B24. Clinical manifestations and diagnosis of urolithiasis

From greek.doctor
Revision as of 16:40, 27 September 2024 by Nikolas (talk | contribs)
(diff) ← Older revision | Latest revision (diff) | Newer revision → (diff)

Kidney stone disease, also called nephrolithiasis or urolithiasis, refers to the presence of symptomatic kidney stones in the urinary tract. When stones are present in the ureter it may be called ureterolithiasis, while stones in the bladder are usually simply called bladder stones or bladder calculi. It's a relatively common condition, with a lifetime prevalence of 10 - 20 percent.

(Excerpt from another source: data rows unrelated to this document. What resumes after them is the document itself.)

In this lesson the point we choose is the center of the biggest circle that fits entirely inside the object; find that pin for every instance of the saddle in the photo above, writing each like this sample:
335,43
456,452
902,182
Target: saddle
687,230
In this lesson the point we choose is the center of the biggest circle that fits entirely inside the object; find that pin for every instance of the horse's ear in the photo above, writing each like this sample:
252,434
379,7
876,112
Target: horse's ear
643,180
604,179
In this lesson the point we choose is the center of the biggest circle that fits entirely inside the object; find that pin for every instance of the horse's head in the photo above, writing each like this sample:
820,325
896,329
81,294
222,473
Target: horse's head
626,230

Many have asymptomatic kidney stones (which is not considered kidney stone disease), but in some cases stones can cause urinary obstruction (obstructive uropathy) and resulting damage to the kidney, as well as episodes of severe pain called renal colic. The vast majority of kidney stones pass without intervention within a few days or weeks, but there are options for treatment, including using radiowaves to crush them (ESWL) and removing them surgically.

Clinical features

Kidney stones may be asymptomatic, especially if they are in the renal pelvis. Kidney stones may also cause haematuria. Concurrent fever with renal colic is a sign of infection together with urinary obstruction, which may be severe.

Renal colic

When a kidney stone passes from the renal pelvis into the ureter, it may get stuck. This causes episodes of severe flank pain. This pain is typically colicky, meaning that it starts and stops abruptly. There may be visible haematuria. The pain may radiate to the ipsilateral testicle or labium. The patient usually has a severe urge to move.

Other pain

A kidney stone may also present with pain other than renal colic. Pain may be mild and not localised to the flank. In these cases, the diagnosis is difficult.

Diagnosis and evaluation

A presumptive diagnosis may be made when the patient has typical renal colic, as kidney stone is highly likely in that case.

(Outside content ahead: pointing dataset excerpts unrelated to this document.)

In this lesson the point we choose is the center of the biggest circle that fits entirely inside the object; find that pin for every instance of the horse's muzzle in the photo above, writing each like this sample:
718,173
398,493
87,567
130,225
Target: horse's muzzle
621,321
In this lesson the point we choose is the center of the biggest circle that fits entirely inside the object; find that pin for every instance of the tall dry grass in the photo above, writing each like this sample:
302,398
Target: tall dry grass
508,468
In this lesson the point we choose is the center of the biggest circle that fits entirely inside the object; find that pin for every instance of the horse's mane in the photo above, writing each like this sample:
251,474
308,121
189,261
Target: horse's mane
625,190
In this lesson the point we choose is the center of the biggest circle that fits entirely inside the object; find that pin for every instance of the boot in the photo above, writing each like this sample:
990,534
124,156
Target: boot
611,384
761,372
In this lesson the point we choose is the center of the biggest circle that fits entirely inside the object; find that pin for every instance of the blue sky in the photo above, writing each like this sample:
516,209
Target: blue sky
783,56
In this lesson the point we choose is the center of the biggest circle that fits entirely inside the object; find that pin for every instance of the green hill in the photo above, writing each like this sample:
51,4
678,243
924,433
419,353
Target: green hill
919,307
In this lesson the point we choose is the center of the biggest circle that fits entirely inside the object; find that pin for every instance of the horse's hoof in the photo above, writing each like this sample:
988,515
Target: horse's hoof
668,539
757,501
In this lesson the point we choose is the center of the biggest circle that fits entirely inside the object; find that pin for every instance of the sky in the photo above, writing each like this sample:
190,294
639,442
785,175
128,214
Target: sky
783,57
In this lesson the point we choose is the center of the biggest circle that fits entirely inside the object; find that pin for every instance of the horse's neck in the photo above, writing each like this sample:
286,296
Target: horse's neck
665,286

Haematuria on urine analysis is seen in most cases of kidney stone (90%), but absence of haematuria does not exclude the diagnosis. It may be necessary to measure the serum calcium and uric acid level to look for underlying cause. A first episode of renal colic should be investigated with kidney function tests to rule out acute kidney injury as a complication.

Whether imaging is necessary in case of uncomplicated (no fever or sign of infection, pain can be controlled with NSAIDs, mild-moderately decreased kidney function) is controversial. In Norway, no imaging is obtained during the initial presentation; imaging is obtained after 3 - 4 weeks. According to most other guidelines however, CT is indicated urgently to assess for obstruction.

Imaging

A low-dose non-contrast CT is usually the first choice as this has little radiation exposure and can detect the majority of stones. Ultrasonography is a reasonable alternative first choice, especially in pregnant and children, but many stones are not visible on ultrasound (70% sensitive and specific). Kidney, ureter, bladder (KUB) radiography was previously widely used, but it is not sensitive and so is rarely used nowadays.

If the stone causes urinary obstruction, one may see hydronephrosis and dilated proximal ureters.